In Israel a university faculty appointment carries monetary benefits such as sabbaticals and travel funds. In consequence, a faculty appointment represents a financial commitment for the universities. The basic science faculty members are all employed by the universities and accordingly receive university appointments. Young faculty members are expected to do research and teaching. Assuming the university has chosen persons whose research is productive, those faculty members will be promoted within the university as their careers develop. In effect, all that has been built into the VATAT funding formula for the university. In contrast, the clinical teachers are employed by the health system, not generally by the university. Physicians, unlike PhDs, generally do not get salary support for doing research; but in order to be eligible for university appointments and promotions they still are expected by the universities to have done and published research. Thus, they have to do research during uncompensated time, often nights and weekends. And, were the universities to have a more inclusive definition of scholarship that allowed many more clinical teachers to be eligible for appointments and promotions (see above), then the universities would have to make a financial commitment to a group of people they currently do not support. The funds would need to come either from universities themselves or from funds allocated to the delivery system. In either case, there currently are no funds from either source; and the majority of clinical teachers in Israel do not have a university appointment. This is a disincentive to clinicians engaging in medical school teaching during the pre-clinical years or increasing their teaching commitments in the clinical years.

There are financial implications to providing more ambulatory-based clinical education. Teaching undergraduates and even residents in the early years of GME in ambulatory settings is known to reduce the clinical productivity of the faculty during the time when they are teaching. Only in the later years of GME do residents usually have the capability of contributing to overall clinical productivity. Thus, if clinicians working in the ambulatory sector who are being paid almost exclusively to be clinically productive are to become more involved in clinical teaching, there will need to be a source of financial support for that teaching. An increase in ambulatory and community-based teaching also involves the need for capital funds. It will require upgrading facilities so that there is space for learners and for related teaching activities. Both this capital expense and the benefits it could provide should be considered against the costs and benefits of expanding hospital facilities and hospital-based clinical teaching.

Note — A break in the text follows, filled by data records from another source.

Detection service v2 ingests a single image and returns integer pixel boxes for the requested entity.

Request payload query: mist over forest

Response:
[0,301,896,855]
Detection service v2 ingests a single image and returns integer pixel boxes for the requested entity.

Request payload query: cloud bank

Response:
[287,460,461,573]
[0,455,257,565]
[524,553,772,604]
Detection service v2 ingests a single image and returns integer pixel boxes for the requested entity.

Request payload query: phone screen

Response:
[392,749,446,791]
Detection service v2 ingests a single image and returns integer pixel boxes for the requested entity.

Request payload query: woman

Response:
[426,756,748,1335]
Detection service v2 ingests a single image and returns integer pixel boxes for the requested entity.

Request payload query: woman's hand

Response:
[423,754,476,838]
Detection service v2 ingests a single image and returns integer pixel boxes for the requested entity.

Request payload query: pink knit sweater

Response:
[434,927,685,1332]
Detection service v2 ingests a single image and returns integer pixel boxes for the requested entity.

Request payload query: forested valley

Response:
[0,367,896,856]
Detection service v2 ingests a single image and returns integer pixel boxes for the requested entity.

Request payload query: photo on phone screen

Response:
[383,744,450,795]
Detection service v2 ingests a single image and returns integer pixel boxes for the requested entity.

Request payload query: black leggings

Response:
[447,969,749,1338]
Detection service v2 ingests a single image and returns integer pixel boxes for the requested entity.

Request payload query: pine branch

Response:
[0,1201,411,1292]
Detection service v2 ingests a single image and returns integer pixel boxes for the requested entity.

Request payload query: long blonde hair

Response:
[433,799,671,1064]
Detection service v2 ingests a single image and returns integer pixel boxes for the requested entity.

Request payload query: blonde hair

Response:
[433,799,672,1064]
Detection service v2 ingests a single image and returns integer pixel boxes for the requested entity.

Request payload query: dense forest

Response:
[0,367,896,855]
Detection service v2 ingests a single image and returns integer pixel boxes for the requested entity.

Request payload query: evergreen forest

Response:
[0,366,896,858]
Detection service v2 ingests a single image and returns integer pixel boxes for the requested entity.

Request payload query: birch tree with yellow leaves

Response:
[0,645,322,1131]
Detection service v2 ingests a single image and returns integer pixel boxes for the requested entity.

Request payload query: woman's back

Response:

In light of VATAT’s current practice of only providing funding to each individual university, developing and sustaining central resources that can be shared by all the medical schools requires all of the educational institutions to agree jointly to equitable funding for each resource. An alternative would be to supplement the current arrangement with a central source of funding for shared resources and developing a process for planning and allocating funds to the highest priorities.

MD-PhD programs are important for developing physician researchers. Though there is some variation, in the majority of Israeli medical schools a student enrolled in an MD-PhD program can receive funding for doing research for only a relatively short period. It has been as short as two years, although three is more common, and sometimes it is possible to extend to four years. In the U.S., support for the research of MD-PhD students is generally four years and can be longer, particularly if the trainee and his/her mentor obtain grant support from one of several sources including pre-doctoral fellowships from the National Institutes of Health.Footnote 12 The committee believes that an expectation of a shorter period of dedicated funding for research can lead to the PhD projects of MD-PhD students being less ambitious than they should be to develop a highly competent investigator and to projects that would be less ambitious than for other doctoral candidates. Also, in Israel, the dual degree student who cannot complete the work in the dedicated research time must continue to spend considerable time on his/her research while attempting to gain clinical experience. This is suboptimal for developing a highly competent MD and PhD. Addressing it would require having sufficient sources of funds for the PhD portion of MD-PhD programs.

Three medical schools (Ben-Gurion University, the Technion, and Tel Aviv University) have four-year English language medical study programs. These programs provide the universities with substantial tuition revenue that complements VATAT funding. With the government’s desire that the Hebrew-language medical school class sizes increase to accommodate national needs, the nation’s hospital resources for teaching are overburdened. Were the English language programs either to be reduced or eliminated to free up some of the hospital teaching resources, there would be a need for alternate funding sources to replace present tuition revenues. Hebrew University, though it does not have an English language program, appears to face a similar clinical resource strain. It has 60 students per year in the military medicine (Tzameret) program, funded by the military, and the smallest number of affiliated hospital beds per medical student [43].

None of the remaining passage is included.